Abstract
Introduction
I
Infections due to CRE are now classified as an urgent public health threat. 1 As the progress of antimicrobial resistance pushes us further into a postantibiotic era, clinicians are now faced with limited therapeutic options to treat these multidrug-resistant organisms. Moreover, antibiotic drug development has failed to match novel resistance mechanisms employed by bacteria. 18 As a result, physicians have been forced to rely on the available pharmacokinetic and pharmacodynamic data on existing agents to develop a suitable strategy to overcome these selected organisms. Notably, of the antibiotics that have shown an activity against CRE, most have profound toxicities that further complicate therapeutic decision-making.
Case Presentation
A 60-year-old woman was admitted to the hospital in January 2014 for an elective cervical spine posterior fusion and decompression following the development of progressive cervical myelopathy and central cord syndrome.
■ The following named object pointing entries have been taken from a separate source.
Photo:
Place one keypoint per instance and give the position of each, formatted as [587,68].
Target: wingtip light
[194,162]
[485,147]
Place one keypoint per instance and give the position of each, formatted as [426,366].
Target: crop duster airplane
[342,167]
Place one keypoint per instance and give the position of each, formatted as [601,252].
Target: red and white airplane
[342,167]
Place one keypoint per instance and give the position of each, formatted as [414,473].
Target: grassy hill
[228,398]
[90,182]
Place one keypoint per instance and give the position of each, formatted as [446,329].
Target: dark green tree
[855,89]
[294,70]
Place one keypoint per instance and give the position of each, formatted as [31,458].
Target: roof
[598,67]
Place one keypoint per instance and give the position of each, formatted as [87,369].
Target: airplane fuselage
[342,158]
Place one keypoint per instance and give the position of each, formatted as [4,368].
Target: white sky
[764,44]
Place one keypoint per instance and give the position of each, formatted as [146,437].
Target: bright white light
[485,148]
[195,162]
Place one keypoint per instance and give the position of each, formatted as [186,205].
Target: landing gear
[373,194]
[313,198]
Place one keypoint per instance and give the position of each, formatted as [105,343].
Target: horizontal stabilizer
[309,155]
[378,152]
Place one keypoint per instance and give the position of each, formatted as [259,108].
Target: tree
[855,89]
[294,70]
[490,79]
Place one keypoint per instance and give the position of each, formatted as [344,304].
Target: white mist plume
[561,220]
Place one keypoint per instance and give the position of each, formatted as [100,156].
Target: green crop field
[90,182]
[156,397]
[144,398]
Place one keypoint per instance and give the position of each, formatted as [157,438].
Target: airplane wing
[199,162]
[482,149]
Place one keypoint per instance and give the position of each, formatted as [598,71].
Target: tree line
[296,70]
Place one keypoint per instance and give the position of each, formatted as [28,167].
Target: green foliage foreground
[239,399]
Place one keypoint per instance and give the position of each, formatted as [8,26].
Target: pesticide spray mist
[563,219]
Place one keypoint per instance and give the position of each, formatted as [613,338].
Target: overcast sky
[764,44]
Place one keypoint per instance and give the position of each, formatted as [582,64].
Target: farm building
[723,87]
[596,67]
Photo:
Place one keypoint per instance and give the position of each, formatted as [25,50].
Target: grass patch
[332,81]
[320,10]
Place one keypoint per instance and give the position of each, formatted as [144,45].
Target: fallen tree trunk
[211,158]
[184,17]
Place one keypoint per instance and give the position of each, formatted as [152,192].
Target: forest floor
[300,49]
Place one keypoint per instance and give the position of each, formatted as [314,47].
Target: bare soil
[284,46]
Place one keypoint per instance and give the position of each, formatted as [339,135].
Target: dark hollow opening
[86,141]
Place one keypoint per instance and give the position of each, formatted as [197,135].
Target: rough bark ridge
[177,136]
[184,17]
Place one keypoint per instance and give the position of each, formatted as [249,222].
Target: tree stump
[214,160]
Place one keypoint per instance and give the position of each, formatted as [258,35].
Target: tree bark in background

She had a history of multiple spinal operations at cervical, thoracic, and lumbar levels for degenerative joint disease and scoliosis; many complicated by postoperative surgical wound infections. Perioperatively, she received a once-only dose of intravenous (IV) cefazolin 1 g. Following her procedure, she developed an increasing cervical spine instability and worsening of her central cord syndrome. Postoperative imaging of her neck revealed a large infected hematoma surrounding the operative site, for which she was promptly taken to the operating theatre for debridement and stabilization of her cervical spine (Fig. 1). Microbiology on operative specimens of the cervical wound fluid yielded Staphylococcus epidermidis and multiresistant Enterobacter cloacae. Postwound debridement and washout, the patient was noted to have a rising C-reactive protein (CRP) to 64 mg/L. Following the susceptibility testing on E. cloacae (Table 1), she was commenced on IV vancomycin 1 g and tigecycline 50 mg, both twice daily.

Postoperative cervical wound infection and osteomyelitis due to Staphylococcus epidermidis and Enterobacter cloacae.
AUG, augmentin; TMP, trimethoprim; SXT, sulfamethoxazole; GEN, gentamicin; TOB, tobramycin; AK, amikacin; TIM, timentin; TAZ, tazosin; MER, meropenem; FOS, fosfomycin; TIG, tigecycline; COL, colistin; CIP, ciprofloxacin; ERT, ertapenem; DOR, doripenem; R, resistent; S, sensitive; MIC, minimum inhibitory concentration.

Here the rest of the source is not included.